Over de eindeloos herhaalde zogenaamde antisemitische uitlating van Steiner uit 1888 schreef Boris Bernstein in het tijdschrift Der Europäer recent een verhelderend artikel met de titel: “Apropos 44: Wie gegen Rudolf Steiner agitiert wird“. De uitgever van het tijdschrift, Perseus Verlag te Bazel, bracht dit jaar een herdruk uit van de boeiende studie van Karl Heyer: “Wie man gegen Rudolf Steiner kämpft“.
En wat het vermeende ‘jatten’ van Steiner bij andere, eeuwenoude geestesstromingen betreft, leze men het slot van de Voorwoorden van juni 1913 en januari 1925 in Steiners boek “De wetenschap van de geheimen der ziel
Tot slot de hamvraag: welke vitale samenhang bestaat er tussen “De volkszielen” van Rudolf Steiner en de preventie van (staats)terrorisme? Als een epidemisch verschijnsel zie je op de Balkan, in Irak en in de Kaukasus immers niet langer meerdere volken, culturen en godsdiensten samenleven binnen één staatsvorm, maar elke etnisch-religieuze groep zijn eigen ministaatje opeisten in naam van het zelfbeschikkingsrecht der volkeren. Het zionistische Israël, dat het nagenoeg onoplosbaar geworden Palestijnenvraagstuk voortbracht en daardoor aan de wieg stond van het Arabisch terrorisme, lijkt het prototype te zijn geworden voor een nieuw verdeel-en-heers-systeem, dat door George Bush senior op 11 september 1990 in de aanloop naar de z.g. Golfoorlog in 1991 in een rede voor het Amerikaanse Congres en de Senaat te samen, The New Order werd genoemd. Niet het zelfbeschikkingsrecht van het menselijke individu, maar het misleidende ‘zelfbeschikkingsrecht der volkeren’ vormt de grondslag van die nieuwe wereldorde, die op zijn beurt de basis heeft gelegd voor de ‘botsende beschavingen’. Een gewaarschuwd mens telt voor twee!” (zie hier de literatuurverwijzingen van Paul Heldens)

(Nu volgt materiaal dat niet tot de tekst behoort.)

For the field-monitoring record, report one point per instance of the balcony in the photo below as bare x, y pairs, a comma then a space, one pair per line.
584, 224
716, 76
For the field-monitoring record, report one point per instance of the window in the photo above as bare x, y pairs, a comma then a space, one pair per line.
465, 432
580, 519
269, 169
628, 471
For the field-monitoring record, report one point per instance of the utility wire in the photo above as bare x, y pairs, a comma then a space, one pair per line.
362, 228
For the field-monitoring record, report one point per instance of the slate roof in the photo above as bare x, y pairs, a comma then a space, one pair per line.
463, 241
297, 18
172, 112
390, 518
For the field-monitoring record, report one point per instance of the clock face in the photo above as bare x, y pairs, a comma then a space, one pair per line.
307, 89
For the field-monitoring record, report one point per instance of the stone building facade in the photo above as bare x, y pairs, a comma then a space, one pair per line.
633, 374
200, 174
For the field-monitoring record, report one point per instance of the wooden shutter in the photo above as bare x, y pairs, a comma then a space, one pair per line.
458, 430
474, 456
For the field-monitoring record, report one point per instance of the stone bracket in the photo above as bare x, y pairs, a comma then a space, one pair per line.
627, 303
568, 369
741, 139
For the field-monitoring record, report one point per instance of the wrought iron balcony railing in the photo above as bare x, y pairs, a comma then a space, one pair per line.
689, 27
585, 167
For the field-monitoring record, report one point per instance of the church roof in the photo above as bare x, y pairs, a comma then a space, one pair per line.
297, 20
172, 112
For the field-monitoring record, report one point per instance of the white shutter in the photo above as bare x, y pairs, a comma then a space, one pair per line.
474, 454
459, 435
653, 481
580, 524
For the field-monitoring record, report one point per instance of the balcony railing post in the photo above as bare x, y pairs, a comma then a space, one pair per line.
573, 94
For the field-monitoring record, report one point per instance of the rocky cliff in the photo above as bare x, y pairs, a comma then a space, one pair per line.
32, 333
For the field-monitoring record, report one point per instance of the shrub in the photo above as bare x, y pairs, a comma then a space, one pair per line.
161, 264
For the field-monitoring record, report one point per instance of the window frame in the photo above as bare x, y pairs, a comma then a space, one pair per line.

Tot zover Paul Heldens. Op het bovenstaande heb ik wel wat aan te merken, los van dat Felix Schreve mijn neefje van een jaar oud is. Het gaat hier echt om Floris Schreve. Er is een ding waarmee ik het roerend eens ben met Paul Heldens. Dat is dat het zelfbeschikkingsrecht van het individu ten principale voorop staat. Ben ik persoonlijk een groot voorstander van, al heb ik mijn twijfels of de antroposofie de weg is om die te realiseren. Maar dat is mijn ‘meug’.  En we hebben nu eenmaal te maken met volkerenrecht (toch handig om uiteindelijk het Midden Oosten probleem op te lossen), maar goed het gaat er nu niet om wat de beste weg naar de wereldvrede is.
Nu de kanttekeningen: Het citaat van de negerromans en de zwangere vrouwen heb ik inderdaad niet zelf gevonden bij Steiner. Wel is dit een van de weinige uitspraken van Steiner die door het van Baarda rapport is gekwalificeerd als ‘ernstig discriminerend’. Het gaat om het volgende citaat: ‘Aber wir haben ja sogar schon diesen Negerroman. Er ist urlangweilig, greulich langweilig, aber die Leute verschlingen ihn. (…) Da entsteht durch rein geistiges Lesen von Negerromanen eine ganze Anzahl von Kindern in Europa, die ganz grau sind, Mulattenhaare haben werden, die mulattenähnlich aussehen werden’. Ik heb dit teruggevonden in het artikel waar Paul Heldens naar verwijst, te lezen op http://www.perseus.ch/PDF-Dateien/batuala.pdf
Het oordeel van de Commissie van Baarda  luidde overigens: ‘Bezwaarlijk is Steiners opmerking dat blanke zwangere vrouwen mulattenkinderen zouden krijgen indien zij een ‘negerroman’ zouden lezen. Bovendien wordt de indruk gewekt dat het krijgen van een mulattenkind iets ergs is. Het is een verkeerd gekozen voorbeeld, in de context van een betoog over gevoelsbelevingen van de moeder tijdens de zwangerschap op de ongeboren vrucht. Het voorbeeld is zeer beledigend voor zwarten’ ( Eindrapport onderzoekscommissie p. 688). Hier wordt dus in antroposofische kring kennelijk verschillend over gedacht. Ook Thomas Höfer, van de wat meer progressieve lichting der antroposofen in Duitsland, noemt dit citaat en verwerpt het. Höfer: ‘Indianen stierven aan hun eigen natuur, vrouwen baarden door het lezen van negerrromans mulattenkinderen, de Franse taal is een leugentaal: Met het oog op deze en andere uitspraken kan men moeilijk ontkennen dat Steiners kennis van zwarten, Indianen en anderen, zelfs voor de toenmalige tijd, mild uitgedrukt niet bijzonder vooruitstrevend was’ (Jeurissen, p. 12, geciteerd uit ‘Flensburger Hefte’, no 41).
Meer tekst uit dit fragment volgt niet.